W-Series: Looking at 2019

The W-Series has been something discussed on the Podcast since approximately the fourth episode, that far back in 2017. Back then we weren’t sure what it was, what it would be, and who was doing all of this. Slowly then, until October of 2018, the “all-female racing series” took shape. Announced on October 10, 2018, the W Series promises to be an all-female free-to-enter series for women featuring single-seaters and will have a prize fund of $1.5 million. This money will be split among all eighteen drivers, with the overall winner of the “number of racers” will receive the pay out of $500,000. For the 2019 series, the races would be in Europe but they’re proposing in further years to be racing in Australia and America. Participants would receive training consisting of: driving techniques, simulator exposure, technical engineering, fitness, and media skills. All of this, free to enter

Names were attached to it and opinions were quickly formed. For me, the problems with this series were clear. It separates the women and provides confirmation bias. I felt it also would limit growth of a female racer who has started to race in a discipline. Due to the hardships of finding consistent sponsors, many female racers engage in multiple series. By having a women be in this series, it may limit them from participating in other series. Additionally, by having women set up to compete only against themselves in a series it allows statements to be said that “women can only race other women” or “women can’t handle being in the same series as men” or “women need their own series because they can’t cut it” and this series can be pointed to as evidence.

The first season of the series wrapped up a few months ago with Jamie Chadwick (UK) taking the first place, Beitske Visser (Netherlands) taking second, and Alice Powell (UK) taking third. Did the Series really do what it set out to do? Has awareness increased? Are the drivers now receiving more opportunities? In a very unofficial and unscientific test, here’s my answer: probably, but it also feels too soon to tell. Looking at the top 3 drivers Chadwick and Powell have received both additional opportunities and positive press following their win. Chadwick is a finalist for the Aston Martin BRDC Autosport Young Driver of the Year Award, and Powell drove the MSR Acura at VIR just weeks following the conclusion of the W-Series. However, both Chadwick and Powell had impressive resumes to begin with. Meanwhile I was hard pressed to find any mentions of Visser following the conclusion of this season.

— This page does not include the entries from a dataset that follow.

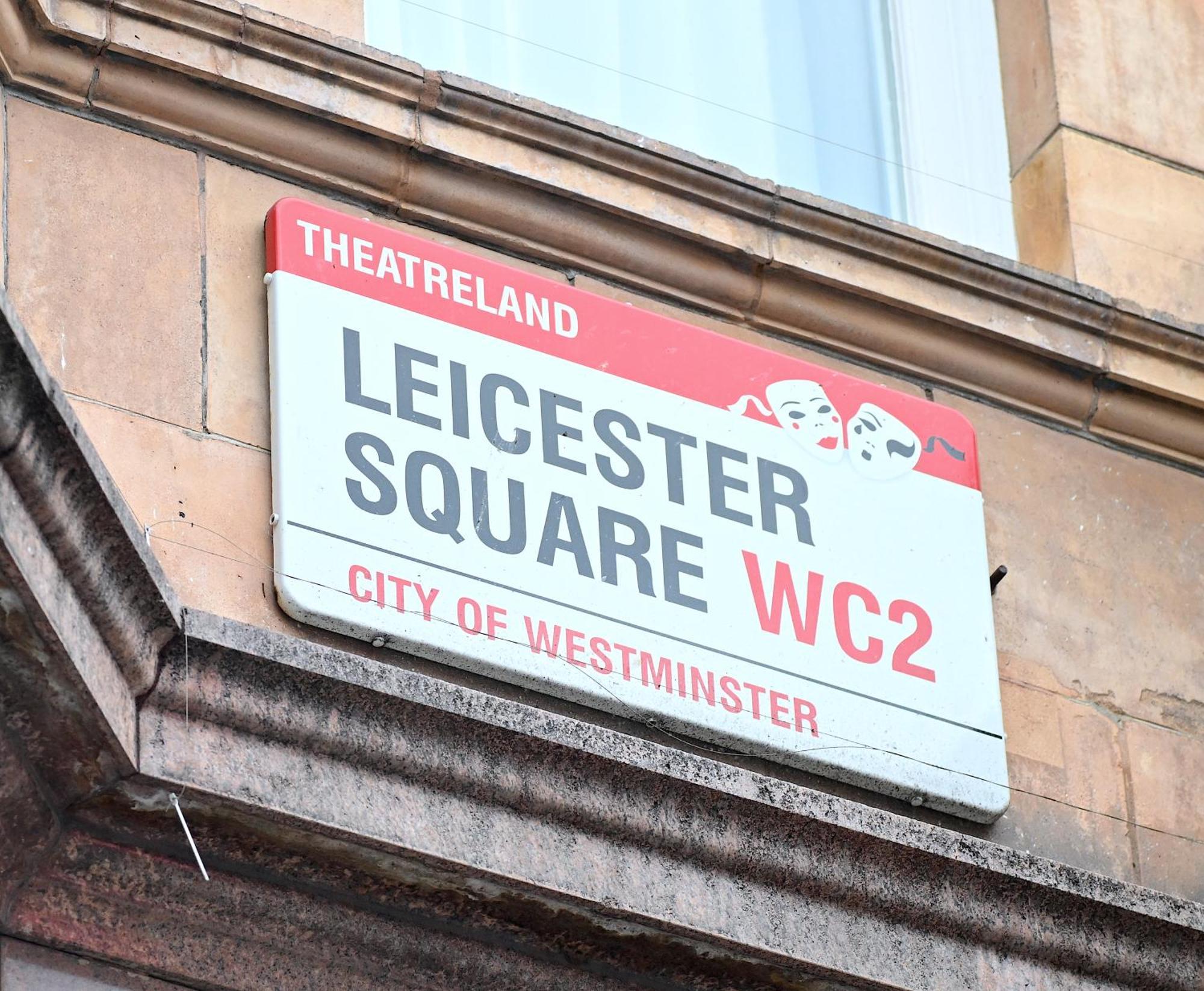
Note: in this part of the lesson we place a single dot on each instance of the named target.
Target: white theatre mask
(806, 413)
(881, 445)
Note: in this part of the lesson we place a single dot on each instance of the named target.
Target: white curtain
(801, 91)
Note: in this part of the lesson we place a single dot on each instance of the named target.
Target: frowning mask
(806, 413)
(881, 446)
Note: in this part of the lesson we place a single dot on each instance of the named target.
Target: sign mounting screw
(998, 576)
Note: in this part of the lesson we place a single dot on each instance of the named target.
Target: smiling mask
(806, 413)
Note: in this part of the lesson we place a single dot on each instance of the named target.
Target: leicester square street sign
(511, 475)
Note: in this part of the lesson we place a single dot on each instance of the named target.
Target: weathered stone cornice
(588, 818)
(545, 183)
(468, 830)
(68, 529)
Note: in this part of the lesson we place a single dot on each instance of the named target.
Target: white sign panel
(511, 475)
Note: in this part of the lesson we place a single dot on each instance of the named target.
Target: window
(893, 106)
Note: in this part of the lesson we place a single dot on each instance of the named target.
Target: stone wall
(137, 264)
(1105, 125)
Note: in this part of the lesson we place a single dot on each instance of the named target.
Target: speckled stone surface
(374, 824)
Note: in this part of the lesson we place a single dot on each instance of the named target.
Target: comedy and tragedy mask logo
(880, 445)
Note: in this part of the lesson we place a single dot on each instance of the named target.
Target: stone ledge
(546, 183)
(91, 548)
(363, 751)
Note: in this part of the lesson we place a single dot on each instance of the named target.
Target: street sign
(511, 475)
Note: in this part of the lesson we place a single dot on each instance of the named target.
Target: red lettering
(874, 651)
(913, 643)
(770, 616)
(662, 671)
(805, 712)
(540, 640)
(778, 705)
(355, 574)
(707, 681)
(400, 586)
(758, 692)
(731, 690)
(627, 653)
(464, 609)
(494, 621)
(575, 646)
(601, 661)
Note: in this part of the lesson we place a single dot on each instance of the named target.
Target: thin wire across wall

The Series as a whole did see positive growth during the 2019 season. At the end if was shown in over 50 countries and indicates they’ve reached approximately 350 million households. I think results are inconclusive. I don’t believe there’s been any negative ramifications for the women involved in the series. Ultimately most of them received winnings at the end of the season and they did get publicity through the series and the opportunity to race. I think we need another season to gauge the series. If the future is an indication of growth, I’ll end with these two statements about the 2020 W-Series Season.

Katherine Legge, a woman with an all ready stellar racing resume, has put her hat in for the next season.

The top 8 ranked drivers at the conclusion of the 2020 season will earn points towards their FIA superlicense.